Au PCF, on défend de nouveaux critères de gestion, avec des objectifs de politique publique. « Nous sommes pour de nouveaux leviers d’intervention des salariés, afin qu’ils puissent faire des contrepropositions quand les choix ne sont pas les bons », prévient Aymeric Seassau. « Il ne suffit pas de nationaliser, comme en 1981, sans placer les entreprises nationalisées sous le contrôle des travailleurs, et plus largement du peuple tout entier », avance Clémence Guetté.

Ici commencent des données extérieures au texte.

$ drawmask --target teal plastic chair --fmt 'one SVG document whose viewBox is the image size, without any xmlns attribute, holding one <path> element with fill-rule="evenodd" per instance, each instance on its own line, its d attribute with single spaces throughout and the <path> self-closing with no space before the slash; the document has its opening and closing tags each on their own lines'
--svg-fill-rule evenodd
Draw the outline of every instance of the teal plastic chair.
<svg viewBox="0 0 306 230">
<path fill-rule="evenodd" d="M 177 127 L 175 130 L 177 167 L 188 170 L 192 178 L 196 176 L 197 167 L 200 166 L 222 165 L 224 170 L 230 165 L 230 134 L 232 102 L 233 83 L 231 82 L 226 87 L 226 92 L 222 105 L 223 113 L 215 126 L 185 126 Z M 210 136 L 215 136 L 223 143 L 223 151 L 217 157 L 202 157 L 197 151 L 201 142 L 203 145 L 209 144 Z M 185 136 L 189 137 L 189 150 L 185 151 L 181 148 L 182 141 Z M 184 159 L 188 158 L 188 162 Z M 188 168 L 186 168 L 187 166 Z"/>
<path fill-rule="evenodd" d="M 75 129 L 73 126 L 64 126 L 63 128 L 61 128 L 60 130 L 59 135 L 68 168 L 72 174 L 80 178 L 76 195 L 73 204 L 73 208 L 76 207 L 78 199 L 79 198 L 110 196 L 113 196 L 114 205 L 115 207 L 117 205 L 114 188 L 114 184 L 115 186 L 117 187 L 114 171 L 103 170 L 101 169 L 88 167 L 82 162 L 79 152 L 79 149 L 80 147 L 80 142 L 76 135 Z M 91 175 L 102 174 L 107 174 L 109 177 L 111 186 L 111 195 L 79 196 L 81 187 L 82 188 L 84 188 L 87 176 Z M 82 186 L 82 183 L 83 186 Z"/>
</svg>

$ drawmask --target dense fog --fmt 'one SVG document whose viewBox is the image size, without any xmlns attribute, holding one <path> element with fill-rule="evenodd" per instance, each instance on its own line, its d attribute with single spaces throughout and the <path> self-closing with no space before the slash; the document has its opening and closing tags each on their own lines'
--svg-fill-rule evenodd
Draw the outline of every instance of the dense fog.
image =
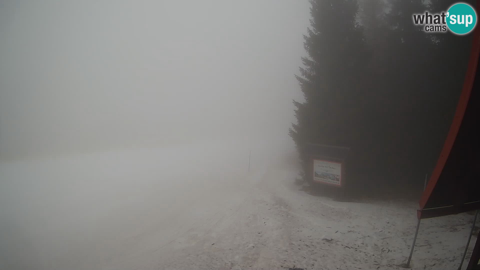
<svg viewBox="0 0 480 270">
<path fill-rule="evenodd" d="M 309 3 L 2 1 L 2 159 L 286 136 Z"/>
<path fill-rule="evenodd" d="M 475 48 L 410 14 L 451 4 L 0 0 L 0 270 L 398 269 Z"/>
</svg>

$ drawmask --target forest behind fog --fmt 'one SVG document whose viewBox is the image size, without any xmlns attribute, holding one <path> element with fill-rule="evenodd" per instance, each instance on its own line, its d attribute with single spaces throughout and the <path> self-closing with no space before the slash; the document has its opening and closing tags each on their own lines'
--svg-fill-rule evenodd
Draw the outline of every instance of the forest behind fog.
<svg viewBox="0 0 480 270">
<path fill-rule="evenodd" d="M 454 3 L 310 2 L 297 76 L 305 100 L 294 100 L 297 122 L 289 132 L 304 169 L 307 143 L 348 147 L 349 184 L 421 190 L 453 119 L 472 35 L 429 34 L 412 14 Z"/>
</svg>

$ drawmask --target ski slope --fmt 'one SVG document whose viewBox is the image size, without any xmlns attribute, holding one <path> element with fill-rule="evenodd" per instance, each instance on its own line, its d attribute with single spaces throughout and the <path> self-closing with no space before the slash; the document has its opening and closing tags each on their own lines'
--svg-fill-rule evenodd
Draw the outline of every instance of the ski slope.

Car depuis l’arrivée de François Mitterrand au pouvoir, le monde a changé. « On doit impulser en France un mouvement citoyen sur les nationalisations, mais il faut viser la construction de multinationales publiques avec d’autres États. Le capital est mondialisé, la puissance publique doit aussi l’être », prévient l’ancien ministre communiste de la Fonction publique d’alors, Anicet Le Pors.

La gauche prend en compte cette dimension supranationale. « L’enjeu majeur est de se défaire du carcan de la concurrence imposé par la Commission européenne », assume Clémence Guetté. Aymeric Seassau défend des coopérations et rappelle que, « quand il s’agit de réindustrialiser, on n’arrête pas de parler d’un « Airbus de… ». Or, comment a été lancé Airbus ? Avec des États qui ont mis de l’argent public. Aujourd’hui, le capital est incapable de penser une industrie comme Airbus ». L’audace n’est pas du côté du capital.